Muitas vezes, diante de um processo com prova deficiente ou contraditória, seu dever é o de opinar pela absolvição do réu, não se valendo da condição de "acusador" para sofismar ou adotar argumentos tendenciosos com o objetivo de forçar uma condenação. Afinal, seria trágico se os integrantes do Ministério Público se transformassem em verdugos, aves de rapina, hienas ou pessoas insensíveis, desprovidas de senso de justiça aguçado, vendo bandidos fantasmas por toda parte e ilegalidade em qualquer ato humano comum.
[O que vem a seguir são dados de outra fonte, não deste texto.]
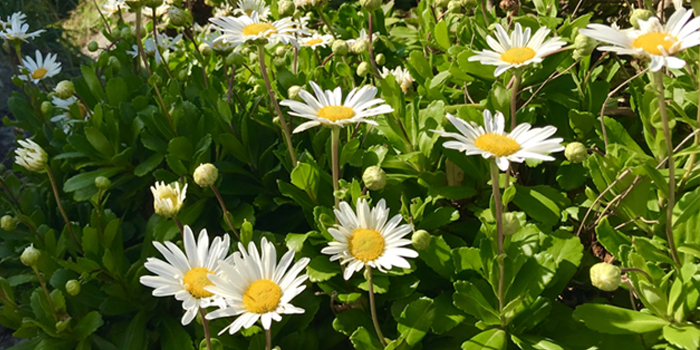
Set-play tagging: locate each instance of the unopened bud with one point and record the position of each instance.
(206, 174)
(606, 277)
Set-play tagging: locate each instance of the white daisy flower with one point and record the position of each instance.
(316, 40)
(369, 239)
(491, 141)
(402, 76)
(328, 109)
(256, 288)
(186, 275)
(168, 199)
(239, 30)
(31, 156)
(247, 7)
(41, 68)
(16, 30)
(654, 41)
(518, 50)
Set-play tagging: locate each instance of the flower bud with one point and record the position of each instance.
(639, 14)
(576, 152)
(380, 59)
(605, 277)
(511, 224)
(92, 46)
(8, 223)
(73, 287)
(340, 48)
(374, 178)
(30, 256)
(65, 89)
(420, 239)
(206, 174)
(371, 5)
(102, 183)
(363, 69)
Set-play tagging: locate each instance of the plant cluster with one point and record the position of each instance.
(304, 176)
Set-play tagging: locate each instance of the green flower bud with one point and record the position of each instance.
(8, 223)
(576, 152)
(285, 8)
(421, 239)
(92, 46)
(64, 89)
(363, 69)
(639, 14)
(340, 48)
(511, 224)
(371, 5)
(73, 287)
(374, 178)
(206, 174)
(103, 183)
(605, 277)
(30, 256)
(380, 59)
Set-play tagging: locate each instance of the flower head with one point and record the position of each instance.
(41, 68)
(168, 199)
(491, 141)
(654, 41)
(518, 49)
(255, 287)
(185, 275)
(328, 109)
(31, 156)
(367, 238)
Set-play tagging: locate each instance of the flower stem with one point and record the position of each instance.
(373, 308)
(223, 207)
(60, 208)
(205, 325)
(499, 230)
(658, 79)
(335, 140)
(273, 100)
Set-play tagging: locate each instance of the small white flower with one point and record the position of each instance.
(402, 76)
(247, 7)
(491, 141)
(518, 50)
(41, 68)
(239, 30)
(255, 287)
(369, 239)
(186, 275)
(168, 199)
(31, 156)
(328, 109)
(654, 41)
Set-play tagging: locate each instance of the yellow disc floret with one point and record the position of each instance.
(262, 296)
(366, 245)
(195, 280)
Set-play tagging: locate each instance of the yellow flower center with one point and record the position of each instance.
(650, 43)
(262, 296)
(195, 280)
(500, 145)
(335, 113)
(257, 28)
(366, 245)
(39, 73)
(518, 55)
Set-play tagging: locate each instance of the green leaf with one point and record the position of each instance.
(415, 320)
(492, 339)
(615, 320)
Ademais, permanece verdadeira a máxima "in dubio pro réu", ou seja, pior que absolver um culpado é condenar um inocente. Isso se reforça pelo fato de a Constituição Cidadã ter adotado o princípio da presunção de inocência, segundo o qual ninguém poderá ser considerado culpado sem sentença judicial definitiva.
No exercício dessa missão, já experimentei momentos de dúvida e angústia profissional. Primeiro, em 1972, ao estrear como Adjunto de Promotor de Justiça; depois, em 1981, como Promotor Substituto e, finalmente, como Promotor Titular, acumulando experiência em mais de 12 comarcas interioranas importantes. Nessas ocasiões, deparei-me com casos dúbios e contraditórios, que me levaram a longas horas de reflexão em busca de uma solução viável entre os interesses conflitantes da Lei, da Justiça e da Sociedade.
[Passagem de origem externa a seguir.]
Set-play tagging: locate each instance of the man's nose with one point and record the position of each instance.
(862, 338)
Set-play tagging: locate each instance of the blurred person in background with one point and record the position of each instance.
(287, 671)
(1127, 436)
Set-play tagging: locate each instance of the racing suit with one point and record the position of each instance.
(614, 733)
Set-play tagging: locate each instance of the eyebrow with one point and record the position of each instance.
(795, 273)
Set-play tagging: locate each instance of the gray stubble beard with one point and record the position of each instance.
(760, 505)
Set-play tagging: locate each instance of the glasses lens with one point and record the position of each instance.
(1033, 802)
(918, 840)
Busquei evitar a vaidade, o exibicionismo fácil, a arrogância, o açodamento e a prepotência, jamais tripudiando sobre a desgraça, tragédia ou percalços alheios, mesmo daqueles que, ocasionalmente, cometeram infrações. Agi, invariavelmente, com cautela, mas sem medo; com prudência, mas sem tibieza; com humildade, mas com destemor, altivez e equilíbrio. Nunca, em hipótese alguma, me permiti "chutar cachorro morto" ou tripudiar sobre cadáveres, como se diz no jargão popular.
Dada a complexidade dessa profissão – para não dizer sacerdócio –, não basta saber Direito para exercê-la em toda a sua plenitude e esplendor. É necessário coragem pessoal, criatividade, espírito público, humildade, renúncia, vocação e força moral, pois o caminho é espinhoso e a jornada, penosa. Em resumo, como preconizava Flóscolo da Nóbrega: "A justiça é o horizonte indeclinável na paisagem do Direito". Ou, como afirmou o ministro Alcides Carneiro, "é menos ruim, em caso de dúvida, absolver um culpado do que carregar na consciência o peso de condenar um inocente, arrastado pelo espírito danoso de justiceiro e vingador da mídia marrom".